PORTLAND (AP) – A federal judge ruled that the voter-approved gun-control measure in Oregon - which is one of the strictest in the country - was constitutional.
U.S. district judge Karin Immergut has ruled that requiring a permit for the purchase of a gun and banning large-capacity magazines is in line with "the history and tradition" of regulating firearms and weapons to protect the public's safety.
This decision follows a landmark U.S. Supreme Court ruling on the Second Amendment, which has caused confusion and divided judges over the permissible firearm restrictions. The decision changed the test lower courts used to evaluate challenges to firearm regulations.
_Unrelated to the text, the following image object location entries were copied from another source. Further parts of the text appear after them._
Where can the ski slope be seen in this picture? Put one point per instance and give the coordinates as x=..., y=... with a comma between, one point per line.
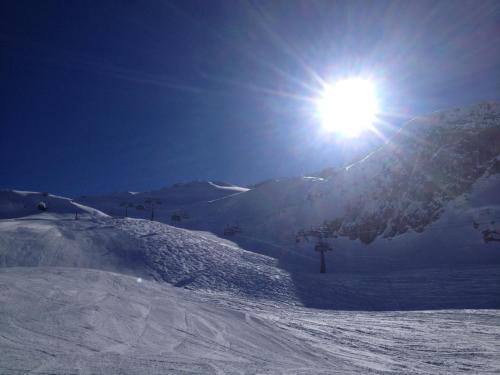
x=61, y=321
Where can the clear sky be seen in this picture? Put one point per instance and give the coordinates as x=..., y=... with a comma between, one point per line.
x=100, y=96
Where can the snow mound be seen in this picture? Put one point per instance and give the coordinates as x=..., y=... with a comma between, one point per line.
x=16, y=203
x=59, y=240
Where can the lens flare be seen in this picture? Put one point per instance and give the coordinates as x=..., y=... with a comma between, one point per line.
x=348, y=107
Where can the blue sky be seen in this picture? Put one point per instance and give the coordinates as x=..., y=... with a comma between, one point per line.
x=101, y=96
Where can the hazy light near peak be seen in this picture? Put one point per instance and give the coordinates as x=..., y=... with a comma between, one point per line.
x=348, y=107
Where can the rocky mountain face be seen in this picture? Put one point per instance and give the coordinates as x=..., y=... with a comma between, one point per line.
x=406, y=184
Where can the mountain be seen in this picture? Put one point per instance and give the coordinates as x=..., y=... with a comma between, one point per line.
x=84, y=289
x=165, y=202
x=17, y=203
x=430, y=195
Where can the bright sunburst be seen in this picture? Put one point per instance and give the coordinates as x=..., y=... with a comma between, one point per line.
x=348, y=107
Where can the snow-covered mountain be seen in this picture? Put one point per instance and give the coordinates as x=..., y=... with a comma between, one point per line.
x=435, y=185
x=166, y=202
x=86, y=291
x=16, y=203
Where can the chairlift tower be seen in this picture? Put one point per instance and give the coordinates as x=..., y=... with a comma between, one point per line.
x=322, y=247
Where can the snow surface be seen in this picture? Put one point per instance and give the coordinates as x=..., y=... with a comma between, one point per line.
x=60, y=320
x=420, y=293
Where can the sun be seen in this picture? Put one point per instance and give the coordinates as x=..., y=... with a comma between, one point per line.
x=348, y=107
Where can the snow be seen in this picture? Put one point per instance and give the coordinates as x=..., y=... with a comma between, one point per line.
x=60, y=320
x=16, y=203
x=106, y=294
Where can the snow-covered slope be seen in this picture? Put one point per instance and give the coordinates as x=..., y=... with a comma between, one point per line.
x=16, y=203
x=165, y=202
x=431, y=196
x=69, y=321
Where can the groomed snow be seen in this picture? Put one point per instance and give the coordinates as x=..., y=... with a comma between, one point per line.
x=62, y=321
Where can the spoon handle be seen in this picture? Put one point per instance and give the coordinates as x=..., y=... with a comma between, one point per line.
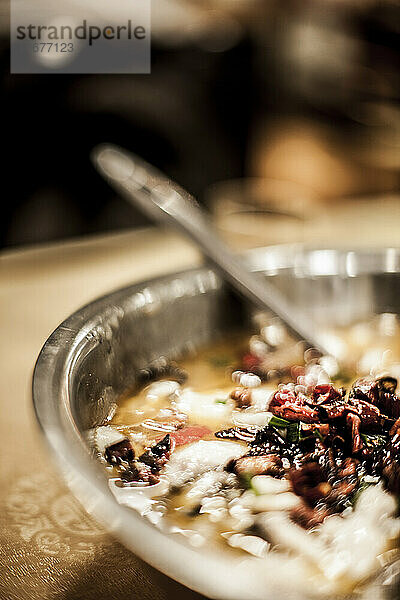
x=164, y=201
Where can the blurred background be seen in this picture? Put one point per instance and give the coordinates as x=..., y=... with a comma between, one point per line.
x=283, y=118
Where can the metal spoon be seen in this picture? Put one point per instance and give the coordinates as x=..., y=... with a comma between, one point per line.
x=164, y=201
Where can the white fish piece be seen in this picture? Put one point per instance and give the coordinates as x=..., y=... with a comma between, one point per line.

It told judges that gun restrictions must be in line with the "historical tradition" of firearm regulation.
Oregon voters narrowly approved Measure 114 in November, which requires residents undergo safety training and a criminal background check before obtaining a permit to purchase a firearm.
The law also prohibits the transfer, sale or import of magazines that hold more than 10 cartridges unless the magazine is owned by a member of the military or law enforcement. It can't be imported if the magazine was owned prior to the passage. After the law takes effect, those who own high-capacity magazine can only use them on a shooting range or in competitions. They cannot be used for hunting.
Immergut wrote that large capacity magazines "are not commonly used for personal defense, and therefore are not protected by Second Amendment". The Second Amendment allows governments to make sure that only law abiding, responsible citizens can keep and bear weapons.
It is possible that the latest U.S. District Court ruling will be appealed all the way to the U.S. Supreme Court.
As one of the first gun restrictions to be passed since the Supreme Court's ruling in June, the fate of the Oregon measure has been closely watched.